EDIT: formatting EDIT2: clarity
I discovered that I wasn't closing the websocket server-side after sending the 'stopped' message - I was just dereferencing it. Fixing that seemed to fix the client behaviour. That said, I still think the client shouldn't attempt to send a pong message if it is not in the OPEN state.
Thank you for the details - that's very useful!
The commit message for b2a95c45fae19fff0a3473158dd02afe2ca42604 suggests that the current behavior of the Sans-I/O layer is intentional. Mmm.
For clarity, the problem happens in the following scenario:
-
Protocol.send_close()sends a Close frame and changes the connection state is CLOSING -
Protocol.receive_data()receives data containing a Ping frame — this is a race condition between us sending the Close and the other side sending the Ping-
Protocol.parsecallsProtocol.recv_frame(frame), whereframeis the Ping frame -
Protocol.recv_framecallsProtocol.send_frame(pong_frame)to answer the ping -
Protocol.send_framecrashes because the connection is CLOSING
-
This can happen either on the client side or the server side.
Above I described the scenario where the connection state is CLOSING because we initiated the closing handshake.
The connection could also be closing because the other side initiated the closing handshake. However, in that case, websockets will never read a Ping frame after a Close frame — because it stops reading entirely after a Close frame:
https://github.com/python-websockets/websockets/blob/5209b2a1cba00b28b8f62502157d5dbb98625a49/src/websockets/protocol.py#L677-L681
RFC 6455 says:
Upon receipt of a Ping frame, an endpoint MUST send a Pong frame in response, unless it already received a Close frame.
Note that it doesn't say "... unless it already sent a Close frame".
Also, it says:
The application MUST NOT send any more data frames after sending a Close frame.
This implies that it's OK to send more control frames, such as Pong frames.
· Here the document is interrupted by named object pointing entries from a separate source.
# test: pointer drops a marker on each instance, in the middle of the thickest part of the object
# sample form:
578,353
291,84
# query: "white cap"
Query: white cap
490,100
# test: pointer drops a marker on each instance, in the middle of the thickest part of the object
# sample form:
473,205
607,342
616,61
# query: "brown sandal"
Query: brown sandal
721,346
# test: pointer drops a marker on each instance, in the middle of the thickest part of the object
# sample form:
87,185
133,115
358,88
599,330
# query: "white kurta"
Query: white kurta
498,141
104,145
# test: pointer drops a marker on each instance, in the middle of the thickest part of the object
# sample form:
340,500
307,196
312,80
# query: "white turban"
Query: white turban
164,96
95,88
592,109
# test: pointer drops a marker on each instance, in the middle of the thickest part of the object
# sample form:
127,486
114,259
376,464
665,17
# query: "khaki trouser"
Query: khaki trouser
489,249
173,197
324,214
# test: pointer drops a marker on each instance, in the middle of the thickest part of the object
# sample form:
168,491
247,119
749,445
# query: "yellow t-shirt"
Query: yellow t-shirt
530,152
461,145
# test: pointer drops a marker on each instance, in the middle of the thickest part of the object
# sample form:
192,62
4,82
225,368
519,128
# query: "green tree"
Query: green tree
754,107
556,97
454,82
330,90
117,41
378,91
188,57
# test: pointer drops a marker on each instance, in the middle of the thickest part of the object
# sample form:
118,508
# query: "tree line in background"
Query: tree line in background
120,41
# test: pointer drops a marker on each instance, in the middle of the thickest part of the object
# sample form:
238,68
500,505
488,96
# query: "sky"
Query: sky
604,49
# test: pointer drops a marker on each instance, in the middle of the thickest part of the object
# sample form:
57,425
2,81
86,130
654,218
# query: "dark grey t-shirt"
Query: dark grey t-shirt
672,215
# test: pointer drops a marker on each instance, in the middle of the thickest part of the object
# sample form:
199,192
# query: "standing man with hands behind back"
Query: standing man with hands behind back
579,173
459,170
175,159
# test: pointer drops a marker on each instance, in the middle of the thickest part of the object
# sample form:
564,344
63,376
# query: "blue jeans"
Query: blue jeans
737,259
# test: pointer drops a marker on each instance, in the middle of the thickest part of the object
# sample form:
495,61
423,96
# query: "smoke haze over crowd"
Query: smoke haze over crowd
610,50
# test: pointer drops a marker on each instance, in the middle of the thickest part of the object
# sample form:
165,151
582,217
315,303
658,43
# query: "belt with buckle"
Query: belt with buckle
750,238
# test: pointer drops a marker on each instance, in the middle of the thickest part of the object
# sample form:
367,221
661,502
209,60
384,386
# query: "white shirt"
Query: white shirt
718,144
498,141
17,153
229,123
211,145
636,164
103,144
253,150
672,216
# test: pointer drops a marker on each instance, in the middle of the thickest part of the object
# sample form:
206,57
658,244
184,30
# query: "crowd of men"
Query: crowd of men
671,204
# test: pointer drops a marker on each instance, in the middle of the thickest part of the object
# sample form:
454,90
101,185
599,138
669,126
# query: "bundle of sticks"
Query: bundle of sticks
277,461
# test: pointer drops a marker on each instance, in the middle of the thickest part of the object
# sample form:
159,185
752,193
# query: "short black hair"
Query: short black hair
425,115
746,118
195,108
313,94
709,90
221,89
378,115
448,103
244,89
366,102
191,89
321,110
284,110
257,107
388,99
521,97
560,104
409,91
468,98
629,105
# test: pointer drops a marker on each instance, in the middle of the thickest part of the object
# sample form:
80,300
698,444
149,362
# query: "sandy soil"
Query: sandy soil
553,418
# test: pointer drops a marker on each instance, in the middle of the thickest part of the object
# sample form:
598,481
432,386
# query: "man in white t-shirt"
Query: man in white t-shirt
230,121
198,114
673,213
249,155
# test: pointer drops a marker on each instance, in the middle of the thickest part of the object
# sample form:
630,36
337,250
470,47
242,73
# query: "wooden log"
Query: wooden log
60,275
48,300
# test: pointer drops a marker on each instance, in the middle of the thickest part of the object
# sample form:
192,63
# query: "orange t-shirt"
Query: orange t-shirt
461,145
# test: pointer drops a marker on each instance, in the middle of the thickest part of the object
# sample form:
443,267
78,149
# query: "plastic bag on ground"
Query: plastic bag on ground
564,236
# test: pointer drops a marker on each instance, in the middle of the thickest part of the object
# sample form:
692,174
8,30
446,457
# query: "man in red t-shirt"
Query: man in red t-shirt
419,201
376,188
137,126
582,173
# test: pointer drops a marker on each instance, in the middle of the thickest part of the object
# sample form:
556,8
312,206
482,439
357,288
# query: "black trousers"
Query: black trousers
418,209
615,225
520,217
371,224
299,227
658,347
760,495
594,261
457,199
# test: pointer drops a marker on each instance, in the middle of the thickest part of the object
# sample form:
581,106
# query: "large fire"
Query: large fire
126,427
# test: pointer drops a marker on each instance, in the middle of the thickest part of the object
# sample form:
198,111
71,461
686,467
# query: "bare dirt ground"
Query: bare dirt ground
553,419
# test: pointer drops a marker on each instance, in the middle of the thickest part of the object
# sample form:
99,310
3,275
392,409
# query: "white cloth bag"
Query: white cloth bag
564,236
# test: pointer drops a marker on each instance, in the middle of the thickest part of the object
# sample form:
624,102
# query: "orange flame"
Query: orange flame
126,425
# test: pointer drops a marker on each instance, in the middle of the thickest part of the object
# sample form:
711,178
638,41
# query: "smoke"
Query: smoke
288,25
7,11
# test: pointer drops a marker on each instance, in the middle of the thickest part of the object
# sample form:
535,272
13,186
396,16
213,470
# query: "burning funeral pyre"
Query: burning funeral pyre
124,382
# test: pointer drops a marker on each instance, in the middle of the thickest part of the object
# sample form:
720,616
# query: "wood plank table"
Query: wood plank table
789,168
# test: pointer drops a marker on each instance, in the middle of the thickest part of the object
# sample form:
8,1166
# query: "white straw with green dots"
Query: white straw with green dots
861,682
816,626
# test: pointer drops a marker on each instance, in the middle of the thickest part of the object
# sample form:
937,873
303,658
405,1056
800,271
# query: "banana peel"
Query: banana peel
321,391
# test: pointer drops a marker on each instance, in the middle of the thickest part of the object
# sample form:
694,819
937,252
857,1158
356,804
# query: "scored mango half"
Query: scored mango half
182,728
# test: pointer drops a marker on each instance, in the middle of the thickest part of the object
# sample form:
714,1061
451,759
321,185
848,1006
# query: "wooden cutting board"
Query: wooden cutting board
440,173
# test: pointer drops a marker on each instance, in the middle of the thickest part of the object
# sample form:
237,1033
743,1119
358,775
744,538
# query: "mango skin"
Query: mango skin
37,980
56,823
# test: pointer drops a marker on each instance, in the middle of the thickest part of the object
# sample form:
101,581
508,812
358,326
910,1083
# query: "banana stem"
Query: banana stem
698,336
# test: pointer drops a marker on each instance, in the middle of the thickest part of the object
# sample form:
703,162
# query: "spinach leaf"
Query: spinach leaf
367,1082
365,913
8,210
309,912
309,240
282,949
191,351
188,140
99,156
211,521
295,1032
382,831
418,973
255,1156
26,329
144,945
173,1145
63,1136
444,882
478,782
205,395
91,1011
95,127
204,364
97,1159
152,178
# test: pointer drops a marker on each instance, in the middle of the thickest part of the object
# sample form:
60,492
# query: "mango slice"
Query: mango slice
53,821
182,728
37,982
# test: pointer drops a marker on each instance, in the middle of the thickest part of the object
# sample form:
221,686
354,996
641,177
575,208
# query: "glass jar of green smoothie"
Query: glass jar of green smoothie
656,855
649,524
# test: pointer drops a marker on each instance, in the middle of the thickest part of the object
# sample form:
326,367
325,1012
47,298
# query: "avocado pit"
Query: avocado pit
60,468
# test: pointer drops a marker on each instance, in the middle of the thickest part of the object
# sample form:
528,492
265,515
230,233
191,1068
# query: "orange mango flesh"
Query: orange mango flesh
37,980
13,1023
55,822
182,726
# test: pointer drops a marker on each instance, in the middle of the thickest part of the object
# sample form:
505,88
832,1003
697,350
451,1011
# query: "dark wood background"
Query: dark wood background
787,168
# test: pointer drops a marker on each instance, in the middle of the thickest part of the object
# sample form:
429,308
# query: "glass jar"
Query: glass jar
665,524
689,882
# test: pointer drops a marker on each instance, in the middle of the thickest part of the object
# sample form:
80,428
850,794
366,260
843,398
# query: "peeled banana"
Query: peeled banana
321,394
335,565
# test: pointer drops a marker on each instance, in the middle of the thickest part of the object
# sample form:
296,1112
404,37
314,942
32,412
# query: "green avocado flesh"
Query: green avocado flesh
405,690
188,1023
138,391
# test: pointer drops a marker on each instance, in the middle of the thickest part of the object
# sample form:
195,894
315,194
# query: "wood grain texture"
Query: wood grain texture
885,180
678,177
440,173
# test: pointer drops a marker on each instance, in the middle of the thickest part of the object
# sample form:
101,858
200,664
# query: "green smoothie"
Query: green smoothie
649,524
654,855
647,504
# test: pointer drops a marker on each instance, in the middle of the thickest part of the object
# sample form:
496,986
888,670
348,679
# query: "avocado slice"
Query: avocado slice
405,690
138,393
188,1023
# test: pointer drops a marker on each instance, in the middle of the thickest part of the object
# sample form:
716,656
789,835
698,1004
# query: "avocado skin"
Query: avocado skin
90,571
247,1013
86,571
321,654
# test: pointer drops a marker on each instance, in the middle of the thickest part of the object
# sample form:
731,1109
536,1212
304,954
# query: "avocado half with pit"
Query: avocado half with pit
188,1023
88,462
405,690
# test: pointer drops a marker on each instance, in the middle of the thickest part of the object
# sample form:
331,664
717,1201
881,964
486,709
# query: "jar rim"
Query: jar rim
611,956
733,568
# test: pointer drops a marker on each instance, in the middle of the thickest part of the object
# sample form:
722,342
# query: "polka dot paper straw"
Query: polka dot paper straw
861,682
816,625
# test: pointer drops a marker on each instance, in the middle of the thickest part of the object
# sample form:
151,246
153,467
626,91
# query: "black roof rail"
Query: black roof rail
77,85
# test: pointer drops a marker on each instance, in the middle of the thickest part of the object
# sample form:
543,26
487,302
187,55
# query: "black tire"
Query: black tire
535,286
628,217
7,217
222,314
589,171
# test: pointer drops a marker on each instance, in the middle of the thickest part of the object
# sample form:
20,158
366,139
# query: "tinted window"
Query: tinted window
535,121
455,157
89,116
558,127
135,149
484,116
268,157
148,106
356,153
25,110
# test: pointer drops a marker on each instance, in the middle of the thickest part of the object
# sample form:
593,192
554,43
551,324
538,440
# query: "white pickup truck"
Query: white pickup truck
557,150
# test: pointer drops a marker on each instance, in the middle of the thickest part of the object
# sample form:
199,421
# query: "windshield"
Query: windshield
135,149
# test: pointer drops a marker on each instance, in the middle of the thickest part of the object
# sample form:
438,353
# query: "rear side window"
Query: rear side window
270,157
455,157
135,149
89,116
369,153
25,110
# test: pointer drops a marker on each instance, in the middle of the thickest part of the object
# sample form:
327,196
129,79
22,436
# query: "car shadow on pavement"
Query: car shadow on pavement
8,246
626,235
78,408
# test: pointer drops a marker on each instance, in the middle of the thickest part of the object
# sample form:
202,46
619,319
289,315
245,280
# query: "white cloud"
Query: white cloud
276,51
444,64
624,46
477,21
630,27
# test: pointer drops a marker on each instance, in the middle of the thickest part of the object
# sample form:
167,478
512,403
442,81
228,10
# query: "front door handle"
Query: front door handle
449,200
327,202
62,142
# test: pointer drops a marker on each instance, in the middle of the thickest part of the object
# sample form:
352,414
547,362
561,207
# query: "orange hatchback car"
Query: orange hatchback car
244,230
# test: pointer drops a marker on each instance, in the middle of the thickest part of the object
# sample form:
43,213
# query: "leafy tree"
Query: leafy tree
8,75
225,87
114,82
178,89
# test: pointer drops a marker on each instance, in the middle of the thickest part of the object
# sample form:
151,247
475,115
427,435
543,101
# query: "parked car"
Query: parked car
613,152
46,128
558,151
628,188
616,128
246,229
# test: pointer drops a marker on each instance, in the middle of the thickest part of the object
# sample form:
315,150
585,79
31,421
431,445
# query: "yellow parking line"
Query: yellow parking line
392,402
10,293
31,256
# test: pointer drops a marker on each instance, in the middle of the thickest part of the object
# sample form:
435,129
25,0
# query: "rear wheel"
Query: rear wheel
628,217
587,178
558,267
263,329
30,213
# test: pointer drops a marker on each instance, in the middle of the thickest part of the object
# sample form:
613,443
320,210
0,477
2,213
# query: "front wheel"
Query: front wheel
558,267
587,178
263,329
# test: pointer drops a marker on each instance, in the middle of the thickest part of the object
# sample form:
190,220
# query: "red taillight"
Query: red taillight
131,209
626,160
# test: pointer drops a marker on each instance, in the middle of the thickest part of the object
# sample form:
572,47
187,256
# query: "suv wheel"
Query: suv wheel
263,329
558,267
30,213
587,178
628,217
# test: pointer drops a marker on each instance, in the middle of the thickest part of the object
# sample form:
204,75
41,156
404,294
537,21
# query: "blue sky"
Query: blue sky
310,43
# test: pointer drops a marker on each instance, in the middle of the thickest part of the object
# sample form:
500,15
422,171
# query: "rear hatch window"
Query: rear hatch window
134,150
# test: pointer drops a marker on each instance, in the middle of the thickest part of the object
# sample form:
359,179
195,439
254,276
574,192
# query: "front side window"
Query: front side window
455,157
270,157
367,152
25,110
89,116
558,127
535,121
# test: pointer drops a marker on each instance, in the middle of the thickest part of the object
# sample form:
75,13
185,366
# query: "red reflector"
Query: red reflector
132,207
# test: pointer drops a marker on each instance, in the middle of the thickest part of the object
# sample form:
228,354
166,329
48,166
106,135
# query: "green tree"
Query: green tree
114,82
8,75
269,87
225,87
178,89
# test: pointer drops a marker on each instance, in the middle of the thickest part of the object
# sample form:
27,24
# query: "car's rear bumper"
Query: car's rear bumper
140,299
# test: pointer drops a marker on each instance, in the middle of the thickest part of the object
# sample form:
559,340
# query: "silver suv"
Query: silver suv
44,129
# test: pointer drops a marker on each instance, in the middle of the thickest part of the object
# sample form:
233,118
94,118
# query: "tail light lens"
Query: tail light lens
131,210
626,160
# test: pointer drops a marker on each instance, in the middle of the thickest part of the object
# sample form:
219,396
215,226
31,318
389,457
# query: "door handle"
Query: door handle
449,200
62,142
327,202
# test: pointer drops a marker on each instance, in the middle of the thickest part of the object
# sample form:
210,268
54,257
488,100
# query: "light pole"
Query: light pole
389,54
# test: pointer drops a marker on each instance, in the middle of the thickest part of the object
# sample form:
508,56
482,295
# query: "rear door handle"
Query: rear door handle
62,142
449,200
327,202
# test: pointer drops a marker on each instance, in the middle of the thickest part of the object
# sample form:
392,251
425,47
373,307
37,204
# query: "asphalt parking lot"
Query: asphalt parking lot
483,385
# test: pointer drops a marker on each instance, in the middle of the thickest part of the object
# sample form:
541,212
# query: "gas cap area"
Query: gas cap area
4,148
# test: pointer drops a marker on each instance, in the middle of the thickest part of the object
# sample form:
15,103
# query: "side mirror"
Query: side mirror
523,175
(Since Ping/Pong are primarily a keepalive / heartbeat mechanism, it doesn't seem very useful to send a Pong after a Close. In fact, on the other side of the connection, websockets will ignore the Pong in this scenario — as mentioned in the previous comment it stops reading data frames and control frames after a Close frame. But, hey, it's legal.)
Also, there's comments in the current test suite pointing out that the current behavior doesn't match the spec.
All in all, I'm leaning towards following the spec more closely, meaning allowing sending ping and pong after close.
Superseded by #1435.
In an earlier comment, you said:
I can replicate this reliably in the REPL
If you could double-check that #1435 fixes the problem for you, that would be most useful :-)
Sorry for delay - I just confirmed that your fix works for my test case. Thanks! Any feel for when it might make it into a release?